Thank you all again. I'm really impressed...



			
				Artrella said:
			
		

> Yes!!! Yes!!! Yes!!! That is OUR Who!!!! Thanks my friend!!!



Am I your friend or a friend of yours?   



			
				Brasiliana said:
			
		

> Congratulations not only for your 1000 posts but also for speaking so many languages. Ahem... what do you think about Portuguese?! ehehe, just a joke ;-)
> Hughs



I don't speak all the below-mentioned languages at all. Only German, English and a bit French. If I'd speak Portuguese, I'd be glad, but at the moment, I've no time to study it.


----------



## alc112

whodunit said:
			
		

> Thank you all again. I'm really impressed...
> 
> 
> 
> Am I your friend or a friend of yours?
> 
> 
> 
> I don't speak all the below-mentioned languages at all. Only German, English and a bit French. If I'd speak Portuguese, I'd be glad, but at the moment, I've no time to study it.


 
Is your hoby study languages?
When will you post a photo of you?


----------



## Whodunit

alc112 said:
			
		

> Is your hoby study languages?



Isn't that the hobby of all the foreros in this forum?

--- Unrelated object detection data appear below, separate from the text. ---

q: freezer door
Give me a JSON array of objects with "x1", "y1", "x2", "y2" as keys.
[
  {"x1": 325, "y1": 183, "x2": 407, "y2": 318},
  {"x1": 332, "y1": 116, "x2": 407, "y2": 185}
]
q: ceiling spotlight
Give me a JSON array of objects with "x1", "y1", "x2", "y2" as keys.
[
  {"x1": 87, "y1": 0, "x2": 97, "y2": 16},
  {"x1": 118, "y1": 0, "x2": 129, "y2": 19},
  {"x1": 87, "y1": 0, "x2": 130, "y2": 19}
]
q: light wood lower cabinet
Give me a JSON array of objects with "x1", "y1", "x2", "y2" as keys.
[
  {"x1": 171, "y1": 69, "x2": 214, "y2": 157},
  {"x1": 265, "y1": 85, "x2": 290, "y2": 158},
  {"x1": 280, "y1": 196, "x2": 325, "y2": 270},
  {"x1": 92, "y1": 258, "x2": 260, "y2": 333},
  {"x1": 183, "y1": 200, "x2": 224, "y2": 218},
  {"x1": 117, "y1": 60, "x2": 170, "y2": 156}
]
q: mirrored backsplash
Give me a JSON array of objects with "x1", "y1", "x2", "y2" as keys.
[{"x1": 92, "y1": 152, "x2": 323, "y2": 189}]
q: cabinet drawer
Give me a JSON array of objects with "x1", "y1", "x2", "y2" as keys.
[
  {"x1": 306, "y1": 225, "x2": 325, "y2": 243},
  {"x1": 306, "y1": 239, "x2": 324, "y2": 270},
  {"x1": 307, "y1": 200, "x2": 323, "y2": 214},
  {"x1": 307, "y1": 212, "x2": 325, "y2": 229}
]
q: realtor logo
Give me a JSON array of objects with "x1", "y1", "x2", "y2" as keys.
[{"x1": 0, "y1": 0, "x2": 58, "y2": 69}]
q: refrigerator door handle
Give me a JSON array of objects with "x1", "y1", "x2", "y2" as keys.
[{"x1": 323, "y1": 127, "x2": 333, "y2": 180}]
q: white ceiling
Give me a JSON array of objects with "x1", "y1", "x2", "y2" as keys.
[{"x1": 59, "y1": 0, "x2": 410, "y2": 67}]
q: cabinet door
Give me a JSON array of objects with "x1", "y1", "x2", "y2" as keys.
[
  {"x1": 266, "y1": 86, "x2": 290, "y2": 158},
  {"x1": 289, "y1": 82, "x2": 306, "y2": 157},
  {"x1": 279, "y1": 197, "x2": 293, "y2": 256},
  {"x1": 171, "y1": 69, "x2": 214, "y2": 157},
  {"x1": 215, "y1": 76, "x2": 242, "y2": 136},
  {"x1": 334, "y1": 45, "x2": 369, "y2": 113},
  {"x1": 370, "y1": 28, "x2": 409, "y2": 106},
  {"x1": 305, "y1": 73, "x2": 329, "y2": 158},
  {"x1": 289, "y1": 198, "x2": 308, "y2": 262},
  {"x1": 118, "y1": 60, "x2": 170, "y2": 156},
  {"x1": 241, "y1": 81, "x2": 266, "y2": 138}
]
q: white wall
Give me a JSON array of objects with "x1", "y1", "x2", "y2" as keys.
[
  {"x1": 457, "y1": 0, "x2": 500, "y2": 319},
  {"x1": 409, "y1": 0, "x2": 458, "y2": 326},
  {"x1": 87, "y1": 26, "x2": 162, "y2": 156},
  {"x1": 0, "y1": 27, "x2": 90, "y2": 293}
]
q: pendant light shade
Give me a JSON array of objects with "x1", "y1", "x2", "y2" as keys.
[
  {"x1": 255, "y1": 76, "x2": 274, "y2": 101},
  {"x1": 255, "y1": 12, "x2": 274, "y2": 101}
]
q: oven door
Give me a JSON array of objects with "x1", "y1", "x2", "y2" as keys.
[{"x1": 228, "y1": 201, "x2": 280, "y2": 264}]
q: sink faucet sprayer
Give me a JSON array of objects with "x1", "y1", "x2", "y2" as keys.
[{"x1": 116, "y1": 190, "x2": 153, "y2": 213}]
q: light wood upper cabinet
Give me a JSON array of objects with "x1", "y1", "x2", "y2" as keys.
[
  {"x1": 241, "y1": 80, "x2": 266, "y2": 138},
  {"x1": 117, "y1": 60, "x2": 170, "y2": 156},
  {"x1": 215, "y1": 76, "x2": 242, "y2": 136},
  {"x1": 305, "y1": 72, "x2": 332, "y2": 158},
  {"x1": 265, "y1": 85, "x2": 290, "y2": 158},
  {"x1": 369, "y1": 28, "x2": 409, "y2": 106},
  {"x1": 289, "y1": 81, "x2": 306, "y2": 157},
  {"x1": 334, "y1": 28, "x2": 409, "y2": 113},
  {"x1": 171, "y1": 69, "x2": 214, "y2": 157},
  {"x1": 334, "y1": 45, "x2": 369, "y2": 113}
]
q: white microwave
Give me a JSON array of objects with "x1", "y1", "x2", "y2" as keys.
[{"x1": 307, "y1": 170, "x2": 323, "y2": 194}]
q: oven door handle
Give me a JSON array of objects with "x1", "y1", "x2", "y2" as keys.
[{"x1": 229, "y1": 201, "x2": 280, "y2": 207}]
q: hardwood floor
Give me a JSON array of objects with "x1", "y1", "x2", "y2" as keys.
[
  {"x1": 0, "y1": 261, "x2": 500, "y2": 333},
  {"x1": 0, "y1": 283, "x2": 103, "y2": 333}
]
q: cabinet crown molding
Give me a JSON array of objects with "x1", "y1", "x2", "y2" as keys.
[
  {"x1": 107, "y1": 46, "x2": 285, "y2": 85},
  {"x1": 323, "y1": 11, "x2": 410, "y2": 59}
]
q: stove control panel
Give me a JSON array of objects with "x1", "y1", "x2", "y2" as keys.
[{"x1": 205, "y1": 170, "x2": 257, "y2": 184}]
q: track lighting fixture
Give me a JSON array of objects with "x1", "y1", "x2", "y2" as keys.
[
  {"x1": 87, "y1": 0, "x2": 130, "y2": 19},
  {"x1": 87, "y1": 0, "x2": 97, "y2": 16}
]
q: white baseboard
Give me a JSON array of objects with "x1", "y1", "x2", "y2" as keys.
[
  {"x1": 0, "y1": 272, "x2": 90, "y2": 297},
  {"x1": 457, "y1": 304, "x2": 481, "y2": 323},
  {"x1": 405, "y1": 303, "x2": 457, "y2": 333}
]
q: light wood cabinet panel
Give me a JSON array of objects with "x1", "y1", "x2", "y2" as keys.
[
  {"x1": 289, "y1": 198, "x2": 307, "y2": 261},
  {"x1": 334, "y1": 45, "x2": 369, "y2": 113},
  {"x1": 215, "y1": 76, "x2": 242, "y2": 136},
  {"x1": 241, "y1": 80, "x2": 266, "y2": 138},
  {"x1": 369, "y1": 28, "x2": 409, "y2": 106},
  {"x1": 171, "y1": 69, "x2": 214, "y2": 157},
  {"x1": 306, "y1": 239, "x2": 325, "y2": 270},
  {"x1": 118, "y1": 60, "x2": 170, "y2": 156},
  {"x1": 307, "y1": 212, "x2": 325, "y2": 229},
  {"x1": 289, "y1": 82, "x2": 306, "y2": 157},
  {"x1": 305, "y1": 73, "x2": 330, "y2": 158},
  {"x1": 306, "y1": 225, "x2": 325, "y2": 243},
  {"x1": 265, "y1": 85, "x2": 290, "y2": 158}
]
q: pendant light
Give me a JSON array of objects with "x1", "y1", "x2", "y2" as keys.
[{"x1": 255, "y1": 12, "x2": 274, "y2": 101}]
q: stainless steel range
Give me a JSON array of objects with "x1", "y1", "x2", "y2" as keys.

> When will you post a photo of you?



I tried to post one but it was very small. I can try it again. Please wait.


----------



## alc112

whodunit said:
			
		

> Isn't that the hobby of all the foreros in this forum?
> 
> 
> 
> I tried to post one but it was very small. I can try it again. Please wait.


 
YOu're too young to know lots of languages!!!
I'd like to study Italian but i don't have time and don't know where to study it.


----------



## Whodunit

alc112 said:
			
		

> YOu're too young to know lots of languages!!!
> I'd like to study Italian but i don't have time and don't know where to study it.



Of course, WE're still to young to know so many languages. It would be very good if we'd know three languages at our age.


----------



## Lancel0t

Whodunit, though it is very late, I still would like to express my congratulations for reaching your 1000th post and thanks for all your help.


----------



## abc

who,

My admirations!


----------